Given last week's relative barrenness at USG and the freezing-cold temps, I wasn't expecting much from this morning's trip. The hydrangeas pictured were certainly the most glamorous and colorful scene at the market today, but I was much more excited by the color green.

It's really happening:
1/4 lb. pea shoots
1/2 lb. collard greens
1/4 lb. lacinato kale
1 lb. white button mushrooms
3 lbs. mixed apples
Total spent: $22

Not only did I find marvelous (albeit pricey) young lacinato kale and collard greens at Norwich Meadows Farm, the farmer who grows my favorite carrots and shell peas in the world had pea shoots. Fresh greens! I couldn't stop smiling.

With my bounty, tonight's dinner was a salad of the pea shoots, with my standard simple dijon mustard vinaigrette, and kale stir-fried with lots of sesame seeds, ginger, and shoyu. The young and tender greens cooked up very quickly, and had so much flavor - I can't wait to try the collards tomorrow.

In other produce news, I've been making jam thumbprint cookies like crazy the past week with last season's homemade peach jam, because it turns out that jam made with agave only lasts a couple of weeks once opened. And as I'm off toast at the moment, I've got to find ways to use this stuff. Luckily the cookies are quick to make, and I haven't had trouble finding folks to eat them.

3 comments:

Lacey Vander Plaats said...

I noticed you mentioned you made jam with Agava Nectar. Would you be willing to share that with me? I am always looking for ways to make jam healthy-er.

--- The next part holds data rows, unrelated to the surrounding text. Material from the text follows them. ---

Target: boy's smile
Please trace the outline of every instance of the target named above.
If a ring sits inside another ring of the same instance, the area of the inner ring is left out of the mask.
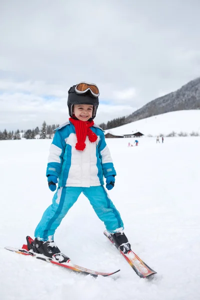
[[[92,117],[93,106],[90,104],[76,104],[73,108],[74,114],[81,121],[88,121]]]

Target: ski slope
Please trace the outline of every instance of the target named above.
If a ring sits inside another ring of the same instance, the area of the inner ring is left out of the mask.
[[[194,131],[200,134],[200,110],[178,110],[154,116],[108,130],[106,133],[117,136],[140,132],[146,136],[167,136],[173,131],[176,134],[182,132],[188,135]]]
[[[200,138],[165,138],[163,144],[142,138],[128,148],[134,140],[106,140],[117,172],[109,194],[133,250],[158,272],[154,279],[136,275],[104,236],[104,224],[84,196],[55,242],[76,264],[120,272],[96,279],[4,249],[33,236],[54,193],[45,176],[51,140],[2,140],[0,300],[199,300]]]

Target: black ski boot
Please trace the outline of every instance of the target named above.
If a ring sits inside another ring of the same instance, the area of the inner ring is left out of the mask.
[[[42,254],[48,258],[58,260],[58,262],[66,262],[70,260],[68,256],[60,252],[54,240],[43,242],[36,238],[30,244],[28,238],[28,236],[26,238],[28,248],[32,252]]]
[[[116,232],[110,234],[110,236],[114,244],[124,254],[126,254],[128,251],[131,250],[130,244],[124,232]]]

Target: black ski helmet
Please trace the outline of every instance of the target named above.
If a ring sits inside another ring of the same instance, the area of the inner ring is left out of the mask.
[[[75,84],[70,88],[68,91],[68,106],[69,114],[72,116],[73,114],[73,105],[75,104],[90,104],[93,106],[92,116],[91,118],[93,120],[96,113],[98,106],[98,97],[94,96],[88,90],[84,94],[79,94],[76,91]]]

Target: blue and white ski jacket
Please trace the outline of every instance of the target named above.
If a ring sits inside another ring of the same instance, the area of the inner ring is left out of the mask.
[[[56,130],[50,147],[46,176],[54,175],[58,186],[102,186],[103,176],[116,175],[104,132],[97,125],[90,129],[96,134],[94,142],[88,136],[83,151],[75,148],[77,142],[74,126],[67,122]]]

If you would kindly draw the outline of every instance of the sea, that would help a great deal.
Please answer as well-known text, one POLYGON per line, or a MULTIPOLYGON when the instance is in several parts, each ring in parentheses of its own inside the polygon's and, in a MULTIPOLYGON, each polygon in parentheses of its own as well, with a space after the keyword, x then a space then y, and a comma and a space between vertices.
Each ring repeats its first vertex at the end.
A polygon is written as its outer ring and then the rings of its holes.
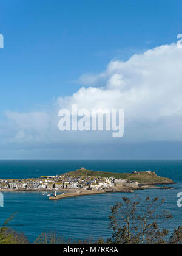
POLYGON ((81 167, 87 169, 118 173, 133 171, 155 171, 157 175, 172 179, 176 184, 173 190, 146 190, 133 194, 106 193, 49 201, 39 192, 3 192, 4 207, 0 207, 0 226, 16 213, 8 226, 23 232, 33 243, 42 232, 52 232, 65 239, 93 240, 110 237, 109 216, 110 208, 122 197, 144 200, 158 197, 165 204, 173 219, 161 227, 172 231, 182 226, 182 207, 177 205, 177 194, 182 193, 181 160, 1 160, 0 179, 24 179, 54 176, 72 171, 81 167))

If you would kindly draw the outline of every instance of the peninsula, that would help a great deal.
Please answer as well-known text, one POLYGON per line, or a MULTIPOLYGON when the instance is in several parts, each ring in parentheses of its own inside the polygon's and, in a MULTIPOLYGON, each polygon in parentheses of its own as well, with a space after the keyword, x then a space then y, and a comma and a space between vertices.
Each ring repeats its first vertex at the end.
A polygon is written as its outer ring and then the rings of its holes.
POLYGON ((171 179, 159 177, 150 171, 113 173, 81 168, 64 174, 37 179, 0 179, 0 191, 53 191, 55 196, 50 196, 49 199, 58 200, 106 192, 133 192, 136 190, 157 188, 157 185, 164 185, 166 189, 166 185, 173 183, 171 179), (64 193, 57 196, 56 191, 64 193))

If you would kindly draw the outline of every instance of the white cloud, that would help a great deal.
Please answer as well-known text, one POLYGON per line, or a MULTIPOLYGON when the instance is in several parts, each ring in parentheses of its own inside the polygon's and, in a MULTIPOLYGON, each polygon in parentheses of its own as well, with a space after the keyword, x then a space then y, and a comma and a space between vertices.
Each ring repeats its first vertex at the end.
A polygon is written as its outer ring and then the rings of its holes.
MULTIPOLYGON (((70 97, 58 98, 50 112, 7 112, 15 132, 9 141, 93 142, 114 140, 107 133, 64 133, 58 110, 76 104, 81 108, 124 108, 123 141, 182 140, 182 49, 175 44, 135 54, 127 62, 112 60, 96 75, 83 75, 86 85, 70 97)), ((2 133, 1 130, 0 134, 2 133)), ((5 131, 4 131, 5 133, 5 131)))

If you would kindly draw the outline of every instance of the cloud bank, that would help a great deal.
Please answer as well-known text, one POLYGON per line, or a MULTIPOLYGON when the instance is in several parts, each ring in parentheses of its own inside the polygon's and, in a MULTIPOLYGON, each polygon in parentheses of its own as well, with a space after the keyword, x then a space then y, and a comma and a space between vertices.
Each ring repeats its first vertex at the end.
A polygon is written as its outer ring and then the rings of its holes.
MULTIPOLYGON (((58 97, 44 112, 7 111, 0 129, 1 148, 36 148, 65 143, 115 143, 104 132, 58 130, 60 108, 124 108, 125 133, 117 143, 182 141, 182 49, 163 45, 127 62, 113 60, 98 74, 84 74, 71 96, 58 97), (25 146, 26 145, 26 146, 25 146), (28 146, 29 145, 29 146, 28 146)), ((118 139, 116 139, 118 140, 118 139)))

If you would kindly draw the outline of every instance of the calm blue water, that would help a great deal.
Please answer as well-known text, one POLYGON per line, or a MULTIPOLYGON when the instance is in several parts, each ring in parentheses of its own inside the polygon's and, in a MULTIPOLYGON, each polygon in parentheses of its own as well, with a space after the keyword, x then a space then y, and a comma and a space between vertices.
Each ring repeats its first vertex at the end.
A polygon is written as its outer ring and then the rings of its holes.
MULTIPOLYGON (((164 198, 167 202, 163 209, 170 210, 174 216, 166 227, 172 230, 182 226, 182 208, 177 205, 177 194, 182 192, 182 161, 0 161, 0 178, 61 174, 80 167, 121 173, 150 169, 159 176, 172 179, 177 183, 174 186, 174 190, 149 190, 127 196, 132 197, 137 194, 143 199, 148 196, 164 198)), ((126 196, 107 193, 52 202, 41 194, 4 193, 4 207, 0 208, 0 225, 12 214, 18 212, 10 226, 24 232, 31 241, 46 230, 75 239, 108 238, 110 235, 107 229, 110 207, 126 196)))

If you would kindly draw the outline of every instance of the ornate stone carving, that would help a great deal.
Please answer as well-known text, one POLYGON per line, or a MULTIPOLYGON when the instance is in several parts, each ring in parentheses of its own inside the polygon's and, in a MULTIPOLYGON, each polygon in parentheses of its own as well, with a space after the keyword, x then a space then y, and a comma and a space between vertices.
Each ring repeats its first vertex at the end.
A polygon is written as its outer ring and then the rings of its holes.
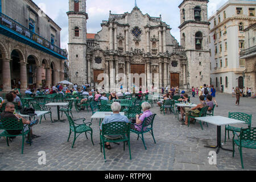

Carter @ The Kitchenette said...

whew, I am so jealous of your market already! Pea shoots!? *sigh* Our market opens this coming Saturday and I'm only expecting potatoes, onions, and maybe some wintered-over greens. But I'll take those gladly!

anna said...

Lacey,
Making jam with agave is easy. You just need to use a type of pectin that's meant for low/no-sugar recipes. I use Pomona's Universal Pectin, and it works great. I often use the recipes inside the Pomona's package, or from pickyourown.org (great resource!), and just use about 3/4 the amount of agave as white sugar the recipe calls for. But I always taste to make sure I've got it right for every batch. The only caveat with agave jam is that once you open a jar, it only lasts a couple of weeks in the fridge, because it doesn't have the preservative agent of white sugar. Otherwise, though, I haven't found much difference.

Carter,
It was a surprise - made my week!! You'll have tasty options soon enough I'm sure...though it never really feels like soon enough, does it? Hang in there.